Open-loop planning with straightline plans in JaxPlan.

Open-loop planning with straightline plans in JaxPlan.#

This rudimentary example illustrates how to set up an offline JaxPlan agent that first optimizes the problem and then evaluates.

First install and import the required packages:

%pip install --quiet --upgrade pip
%pip install --quiet git+https://github.com/pyrddlgym-project/pyRDDLGym.git
%pip install --quiet git+https://github.com/pyrddlgym-project/rddlrepository.git
%pip install --quiet git+https://github.com/pyrddlgym-project/pyRDDLGym-jax.git
Note: you may need to restart the kernel to use updated packages.
Note: you may need to restart the kernel to use updated packages.
Note: you may need to restart the kernel to use updated packages.
Note: you may need to restart the kernel to use updated packages.

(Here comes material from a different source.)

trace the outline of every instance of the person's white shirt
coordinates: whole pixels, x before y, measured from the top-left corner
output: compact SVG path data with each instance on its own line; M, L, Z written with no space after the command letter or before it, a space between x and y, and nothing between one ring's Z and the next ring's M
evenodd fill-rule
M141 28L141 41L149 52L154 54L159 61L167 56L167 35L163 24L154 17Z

Import the required packages:

import warnings
warnings.filterwarnings("ignore", category=UserWarning)
import os
from IPython.display import Image

import pyRDDLGym
from pyRDDLGym.core.visualizer.movie import MovieGenerator
from pyRDDLGym_jax.core.planner import JaxStraightLinePlan, JaxBackpropPlanner, JaxOfflineController, load_config_from_string

We will optimize the reacher multi-jointed arm control problem. Please note that the environment state and action fluents should be vectorized tensors for JaxPlan, so we must enable the vectorized option:

env = pyRDDLGym.make('Reacher_gym', '0', vectorized=True)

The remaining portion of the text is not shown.